A l’occasion de la présentation d’Archipel, le deuxième long métrage de Félix Dufour-Laperrière, au festival de Rotterdam, nous republions cette interview du réalisateur parue lors de la sortie de son film Ville Neuve.

C’est d’ores et déjà l’un des plus beaux films de l’année 2019 : Ville neuve de Félix Dufour-Laperrière est un premier long métrage d’animation qui mêle les enjeux intimes aux aspirations collectives pour parler de ces possibles qui sont à portée de main, et qui même s’ils n’adviendront peut-être jamais, changent nos vies et la manière dont on les perçoit.

Entièrement réalisé à l’encre et au lavis sur papier, en noir et blanc, ce qui représente environ 80 000 dessins, il impose sa singularité en empruntant ce que l’on aime tant au court métrage d’animation d’auteur : une liberté, une inventivité et une audace qui lui permettent de se jouer des codes traditionnels de la narration, et d’expérimenter des effets de mise en scène tantôt minimalistes, tantôt ultra-sophistiqués, comme un long plan-séquence dans les rues de Montréal.

De passage à Annecy, puis à Paris, pour accompagner la sortie du film, le réalisateur nous a parlé de la genèse du film, librement inspiré d’une nouvelle de Raymond Carver, ainsi que ses choix formels, mais aussi de la politique québécoise, et de ses projets à venir.

Ecran Noir : Le film est inspiré d’une nouvelle de Raymond Carver, La maison de Chef. Comment s’est passée cette adaptation ?

Félix Dufour-Laperrière : La nouvelle est très courte. Elle fait 4 pages et demi. C’est une très belle nouvelle, très délicate. Carver est assez elliptique et précis. Il y a peu de détails et de descriptions, peu d’ornementations, mais la plupart de ses nouvelles jonglent avec un grand fatalisme, assez mélancolique, mais aussi avec une posture d’espoir, de résistance. C’est une écriture ultra-sensible et très simple. Tout est raconté du point de vue du personnage féminin et dès le départ, quand l’homme l’invite, elle sait que ça ne fonctionnera pas.

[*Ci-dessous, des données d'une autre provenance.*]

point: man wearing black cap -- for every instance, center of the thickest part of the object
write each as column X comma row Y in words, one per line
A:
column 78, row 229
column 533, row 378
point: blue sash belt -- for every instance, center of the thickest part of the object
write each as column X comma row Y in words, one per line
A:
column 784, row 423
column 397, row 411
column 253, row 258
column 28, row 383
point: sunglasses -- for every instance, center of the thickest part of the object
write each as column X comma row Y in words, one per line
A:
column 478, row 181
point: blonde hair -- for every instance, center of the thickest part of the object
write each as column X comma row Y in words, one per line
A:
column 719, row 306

C’est d’ailleurs ce qui est assez beau à mon sens. Elle est très lucide, mais elle y va quand même, car elle veut vivre l’expérience, malgré tout. Je trouve que c’est très émouvant. La nouvelle finit mal, mais comme c’est elle qui raconte, quand c’est fini, ce n’est pas une surprise pour elle. Elle est prête. J’ai récupéré cette force-là, une posture de résistance, de lucidité du personnage féminin. Chez l’homme, il y a une tentation pour le fatalisme, un certain nihilisme, mais aussi une colère, une énergie destructrice, assez sombre, mais une énergie tout de même. J’ai récupéré uniquement le contexte, et une réplique.

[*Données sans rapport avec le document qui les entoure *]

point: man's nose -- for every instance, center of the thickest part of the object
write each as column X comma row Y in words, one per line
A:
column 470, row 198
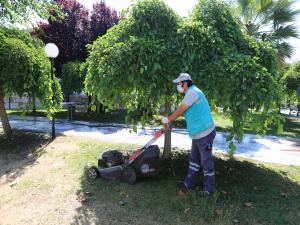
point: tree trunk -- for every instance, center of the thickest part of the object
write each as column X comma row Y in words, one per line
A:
column 167, row 143
column 3, row 117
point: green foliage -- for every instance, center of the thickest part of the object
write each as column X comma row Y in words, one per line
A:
column 241, row 74
column 25, row 68
column 72, row 77
column 272, row 20
column 292, row 82
column 136, row 61
column 23, row 11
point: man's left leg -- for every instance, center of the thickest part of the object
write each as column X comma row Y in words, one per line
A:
column 207, row 162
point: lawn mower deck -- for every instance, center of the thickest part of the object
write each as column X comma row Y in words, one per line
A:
column 113, row 165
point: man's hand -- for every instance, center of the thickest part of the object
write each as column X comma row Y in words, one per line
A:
column 164, row 120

Le scénario s’est construit en écrivant d’abord les trois longs monologues de chacun des trois personnages, qui à la fois les distinguent et les lient. C’est comme si dans l’espace de la parole, ils se retrouvaient et parlaient un peu de la même chose. Ils se répondent par paroles interposées. C’est pour ça que la parole amène une certaine abstraction. On n’est plus dans le réel, on est dans un espace où les paroles se font valoir, et où les personnages se rejoignent.

« Les récitatifs, c’est le plaisir »

EN : Écrire de longs monologues comme ça, pour le cinéma, c’est…

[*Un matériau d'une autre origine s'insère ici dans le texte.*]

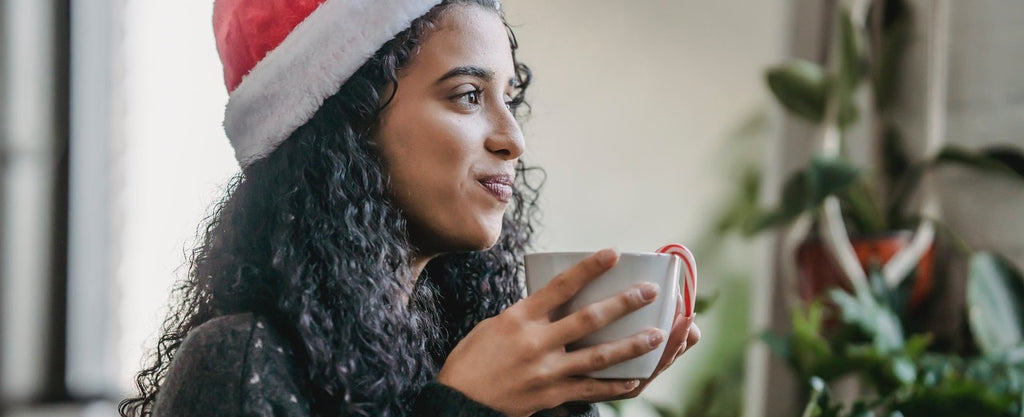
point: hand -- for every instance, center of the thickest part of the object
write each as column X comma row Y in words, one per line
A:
column 684, row 335
column 516, row 362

FDL : … C’est super agréable ! Moi c’est ce que je trouve le plus facile. Le plus difficile, au niveau de l’écriture, c’est de maintenir la tension narrative. C’est peut-être une des faiblesses de Ville neuve, d’ailleurs. Je ne suis pas attiré par le récit, au départ, mais plutôt par la mise en présence. Prendre des forces, des idées, des affects, et les mettre en présence avec d’autres, moi ça me satisfait. J’aime le cinéma de Chris Marker pour ça : on n’est pas dans une continuité narrative. On chemine. Il y a une déambulation, les choses se juxtaposent. Je suis très ému devant le cinéma de Marker, même s’il n’y a pas de thèse stricte, pas de linéarité, si ce n’est pas un régime d’exactitude non plus. C’est ce que j’essaye à mon humble manière de faire.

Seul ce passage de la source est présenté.